A nucleic acid molecule selected from the group consisting of a) a nucleic acid molecule having one of the nucleotide sequence shown in SEQ ID: NO 4 to SEQ ID: NO 8, b) a nucleic acid molecule comprising a peptide having one of the amino acid sequences shown in SEQ ID: NO 12 to SEQ ID: C) a nucleic acid molecule whose complementary strand hybridizes to a nucleic acid molecule according to a) or b) and which encodes a peptide having antimicrobial activity, and d) a nucleic acid molecule whose nucleotide sequence depends on the nucleotide sequence of a nucleic acid molecule according to c) degenerate genetic code.

Vector, characterized by a nucleic acid molecule with the nucleotide sequence according to one of the preceding claims.
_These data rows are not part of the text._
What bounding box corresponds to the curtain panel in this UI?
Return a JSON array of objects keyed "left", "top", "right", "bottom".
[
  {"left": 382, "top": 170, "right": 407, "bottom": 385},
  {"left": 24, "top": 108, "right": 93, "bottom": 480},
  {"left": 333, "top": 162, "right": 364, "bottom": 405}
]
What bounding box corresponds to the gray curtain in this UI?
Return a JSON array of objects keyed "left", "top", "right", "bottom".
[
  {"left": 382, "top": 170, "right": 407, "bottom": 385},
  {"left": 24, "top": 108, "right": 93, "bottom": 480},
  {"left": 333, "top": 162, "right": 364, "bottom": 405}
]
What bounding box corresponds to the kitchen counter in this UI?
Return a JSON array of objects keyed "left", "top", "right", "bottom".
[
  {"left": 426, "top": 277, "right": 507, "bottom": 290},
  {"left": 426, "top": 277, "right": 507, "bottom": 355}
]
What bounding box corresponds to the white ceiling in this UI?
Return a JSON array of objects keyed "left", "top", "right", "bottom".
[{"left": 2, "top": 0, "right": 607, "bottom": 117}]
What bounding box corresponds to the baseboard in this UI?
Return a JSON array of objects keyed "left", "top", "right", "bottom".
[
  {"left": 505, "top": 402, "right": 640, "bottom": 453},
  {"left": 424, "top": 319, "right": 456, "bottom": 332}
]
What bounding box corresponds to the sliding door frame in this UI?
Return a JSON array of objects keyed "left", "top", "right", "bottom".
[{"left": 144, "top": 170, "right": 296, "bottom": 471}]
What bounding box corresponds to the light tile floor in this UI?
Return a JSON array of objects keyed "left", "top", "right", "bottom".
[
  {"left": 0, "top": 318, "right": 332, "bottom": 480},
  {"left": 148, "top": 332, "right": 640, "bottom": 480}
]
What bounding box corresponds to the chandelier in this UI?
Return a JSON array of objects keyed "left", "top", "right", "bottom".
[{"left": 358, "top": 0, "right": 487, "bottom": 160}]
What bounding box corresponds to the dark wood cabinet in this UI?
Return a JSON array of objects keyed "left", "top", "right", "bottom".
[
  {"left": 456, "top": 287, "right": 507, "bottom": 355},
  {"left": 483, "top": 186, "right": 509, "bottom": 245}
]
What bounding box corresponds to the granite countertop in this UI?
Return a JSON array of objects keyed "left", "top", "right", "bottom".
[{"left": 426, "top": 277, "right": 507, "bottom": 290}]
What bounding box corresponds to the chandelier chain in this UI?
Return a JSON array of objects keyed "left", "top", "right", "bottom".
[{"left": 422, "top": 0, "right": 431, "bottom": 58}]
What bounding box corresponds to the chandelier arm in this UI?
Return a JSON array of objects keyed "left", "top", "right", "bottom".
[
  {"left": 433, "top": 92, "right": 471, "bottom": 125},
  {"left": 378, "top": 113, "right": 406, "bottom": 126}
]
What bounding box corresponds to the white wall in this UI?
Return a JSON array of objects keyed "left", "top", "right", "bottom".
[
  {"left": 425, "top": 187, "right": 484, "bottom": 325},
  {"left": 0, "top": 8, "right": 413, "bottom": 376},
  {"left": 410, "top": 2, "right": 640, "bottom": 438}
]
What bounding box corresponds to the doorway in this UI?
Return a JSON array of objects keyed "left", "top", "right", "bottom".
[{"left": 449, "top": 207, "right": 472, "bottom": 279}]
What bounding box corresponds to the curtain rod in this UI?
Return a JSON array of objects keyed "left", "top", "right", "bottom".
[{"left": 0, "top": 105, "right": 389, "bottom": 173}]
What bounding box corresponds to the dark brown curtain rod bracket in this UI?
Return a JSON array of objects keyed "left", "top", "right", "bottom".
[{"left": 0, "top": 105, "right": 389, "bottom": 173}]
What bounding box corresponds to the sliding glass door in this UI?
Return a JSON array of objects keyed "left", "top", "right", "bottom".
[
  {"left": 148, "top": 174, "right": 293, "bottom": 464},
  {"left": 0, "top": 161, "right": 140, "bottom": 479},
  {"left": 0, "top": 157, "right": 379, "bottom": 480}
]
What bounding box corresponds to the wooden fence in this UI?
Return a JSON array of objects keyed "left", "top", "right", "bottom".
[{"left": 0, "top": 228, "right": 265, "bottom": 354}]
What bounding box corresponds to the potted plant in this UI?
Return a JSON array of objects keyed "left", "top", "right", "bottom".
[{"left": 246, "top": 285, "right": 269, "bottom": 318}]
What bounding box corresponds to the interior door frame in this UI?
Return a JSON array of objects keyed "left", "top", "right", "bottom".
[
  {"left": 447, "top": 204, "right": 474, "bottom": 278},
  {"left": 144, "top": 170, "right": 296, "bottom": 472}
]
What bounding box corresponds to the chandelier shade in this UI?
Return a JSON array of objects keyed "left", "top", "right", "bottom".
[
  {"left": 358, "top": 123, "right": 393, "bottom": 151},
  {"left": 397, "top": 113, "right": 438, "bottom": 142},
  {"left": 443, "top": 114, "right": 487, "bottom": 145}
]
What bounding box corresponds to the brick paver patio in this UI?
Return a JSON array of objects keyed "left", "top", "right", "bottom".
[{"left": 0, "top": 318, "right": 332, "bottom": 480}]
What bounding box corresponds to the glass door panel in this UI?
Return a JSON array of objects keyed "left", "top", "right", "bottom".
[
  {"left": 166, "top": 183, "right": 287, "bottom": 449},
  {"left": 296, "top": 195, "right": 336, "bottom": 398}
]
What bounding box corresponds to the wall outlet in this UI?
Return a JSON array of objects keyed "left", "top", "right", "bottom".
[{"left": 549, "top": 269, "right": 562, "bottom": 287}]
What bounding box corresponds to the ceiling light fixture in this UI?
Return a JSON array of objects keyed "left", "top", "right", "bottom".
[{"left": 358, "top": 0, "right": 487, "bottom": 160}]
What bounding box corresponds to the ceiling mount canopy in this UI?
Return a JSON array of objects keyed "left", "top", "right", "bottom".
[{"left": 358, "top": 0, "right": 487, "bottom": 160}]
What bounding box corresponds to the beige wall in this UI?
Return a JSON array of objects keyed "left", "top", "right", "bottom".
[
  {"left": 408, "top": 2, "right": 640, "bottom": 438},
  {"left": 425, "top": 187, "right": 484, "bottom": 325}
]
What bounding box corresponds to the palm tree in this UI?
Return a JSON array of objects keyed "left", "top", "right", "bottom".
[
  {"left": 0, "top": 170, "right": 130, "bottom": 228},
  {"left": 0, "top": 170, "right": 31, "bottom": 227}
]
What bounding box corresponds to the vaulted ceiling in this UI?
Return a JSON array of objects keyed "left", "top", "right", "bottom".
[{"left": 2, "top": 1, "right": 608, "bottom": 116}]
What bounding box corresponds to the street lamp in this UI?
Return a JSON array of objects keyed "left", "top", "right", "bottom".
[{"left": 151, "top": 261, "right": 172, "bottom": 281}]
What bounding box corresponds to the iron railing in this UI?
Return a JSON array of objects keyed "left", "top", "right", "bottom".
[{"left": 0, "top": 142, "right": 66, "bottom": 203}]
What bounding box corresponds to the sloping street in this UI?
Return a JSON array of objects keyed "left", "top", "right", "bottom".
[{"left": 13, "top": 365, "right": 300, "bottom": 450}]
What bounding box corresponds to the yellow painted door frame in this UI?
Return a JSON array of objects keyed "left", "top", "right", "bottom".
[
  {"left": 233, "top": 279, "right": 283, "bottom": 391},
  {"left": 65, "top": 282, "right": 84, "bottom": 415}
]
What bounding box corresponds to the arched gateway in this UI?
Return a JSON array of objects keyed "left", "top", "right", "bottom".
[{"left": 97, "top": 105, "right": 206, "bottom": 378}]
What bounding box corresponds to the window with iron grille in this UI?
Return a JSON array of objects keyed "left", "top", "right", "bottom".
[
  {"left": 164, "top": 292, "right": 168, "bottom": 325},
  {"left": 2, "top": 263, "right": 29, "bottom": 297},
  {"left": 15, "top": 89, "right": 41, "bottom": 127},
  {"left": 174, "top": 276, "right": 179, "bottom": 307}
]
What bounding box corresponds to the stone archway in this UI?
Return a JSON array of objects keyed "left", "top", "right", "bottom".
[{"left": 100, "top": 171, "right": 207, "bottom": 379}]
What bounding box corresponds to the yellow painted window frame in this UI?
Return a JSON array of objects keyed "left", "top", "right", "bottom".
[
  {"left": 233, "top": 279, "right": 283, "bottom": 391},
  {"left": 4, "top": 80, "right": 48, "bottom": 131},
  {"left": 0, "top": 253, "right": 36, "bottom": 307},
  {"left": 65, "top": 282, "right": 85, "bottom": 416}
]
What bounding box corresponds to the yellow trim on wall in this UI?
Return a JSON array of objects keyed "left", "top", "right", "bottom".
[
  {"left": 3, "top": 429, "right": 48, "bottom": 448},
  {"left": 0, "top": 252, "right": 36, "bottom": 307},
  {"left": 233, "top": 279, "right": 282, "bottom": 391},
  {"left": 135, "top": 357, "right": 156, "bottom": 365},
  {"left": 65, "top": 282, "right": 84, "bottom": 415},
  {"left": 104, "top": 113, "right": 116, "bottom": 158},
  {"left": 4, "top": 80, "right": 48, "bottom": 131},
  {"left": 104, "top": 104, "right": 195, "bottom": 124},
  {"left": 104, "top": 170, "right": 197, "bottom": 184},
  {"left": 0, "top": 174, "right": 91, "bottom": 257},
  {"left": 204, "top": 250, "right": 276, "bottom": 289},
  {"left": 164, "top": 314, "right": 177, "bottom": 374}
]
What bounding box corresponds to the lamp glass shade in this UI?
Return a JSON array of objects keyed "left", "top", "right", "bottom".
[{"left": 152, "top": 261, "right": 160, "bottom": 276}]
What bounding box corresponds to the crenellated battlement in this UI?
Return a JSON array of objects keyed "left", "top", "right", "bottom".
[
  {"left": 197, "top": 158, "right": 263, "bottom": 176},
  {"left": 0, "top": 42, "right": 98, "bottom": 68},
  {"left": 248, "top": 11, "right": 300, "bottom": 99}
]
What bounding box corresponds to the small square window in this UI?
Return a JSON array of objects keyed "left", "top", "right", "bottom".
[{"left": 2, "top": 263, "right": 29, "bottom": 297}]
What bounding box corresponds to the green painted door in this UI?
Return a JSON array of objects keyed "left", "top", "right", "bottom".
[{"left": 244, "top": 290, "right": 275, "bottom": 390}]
A host cell characterized by a nucleic acid molecule having the nucleotide sequence of claim 1.

Host cell characterized by the vector of claim 2.

5. Peptide having one of the amino acid sequence shown under SEQ ID: NO 12 to SEQ ID: NO 16.

6. A peptide according to claim 5, characterized in that the peptide is a cyclic, amidated, acetylated, sulfated, phosphorylated, glycosylated or oxidized derivative.

7. A peptide according to any one of claims 5 and 6, characterized in that <30% of the indicated amino acids are conservatively substituted by other amino acids.

8. A peptide according to any one of claims 5 to 7, characterized in that <10% of the indicated amino acids are substituted with non-naturally occurring amino acids.

9. A peptide according to claim 8, characterized in that the non-naturally occurring amino acids are selected from the group consisting of hydroxyproline,

Methylthreonine or homocysteine.

10. Use of the peptide according to any one of claims 5 to 9 for the manufacture of a medicament for the treatment of microbial infections.

11. Use according to claim 10 for the treatment of infections with Gram-negative or Gram-positive bacteria.

12. Use of the peptide according to any one of claims 5 to 9 as a coating for a medical instrument, a catheter, a medical implant or a contact lens.